The financial/hedge fund/banking crisis is over!
So sayeth Rick Bookstaber, a critic of financial complexity-turned-fed (he works for the SEC now).
On his personal blog he lays out where to look next for a serious crisis, and his answer is the municipal debt market.
But first, he lays out six preconditions for a serious crisis:
- Problems occur where leverage and opacity occurs.
- Things get serious when the market is big.
- Investors hold a false-belief in diversity.
- Portfolios that are apparently hedged often aren’t.
- Ratings can’t be relied upon.
- Defaults are not easy to manage.
Does the muni debt market meet the conditions?
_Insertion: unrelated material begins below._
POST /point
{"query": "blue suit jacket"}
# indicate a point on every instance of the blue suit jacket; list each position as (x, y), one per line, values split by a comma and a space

On leverage and opacity, he writes:
Leverage and Opacity. Leverage in the municipal market comes from making future obligations to employees in order to pay them less now. This is borrowing in the form of high pension benefits and post-retirement health care, but borrowing nonetheless. Put another way, in taking lower pay today, the employees have lent money to the municipality, with that money to be repaid via their retirement benefits. The opaqueness comes from the methods of reporting. For example, municipalities are not held to the same standards as corporations in their disclosure.
The next five are just as clear.
Of course this doesn’t tell you when there’s going to be a problem, so that part’s up to you. Good luck.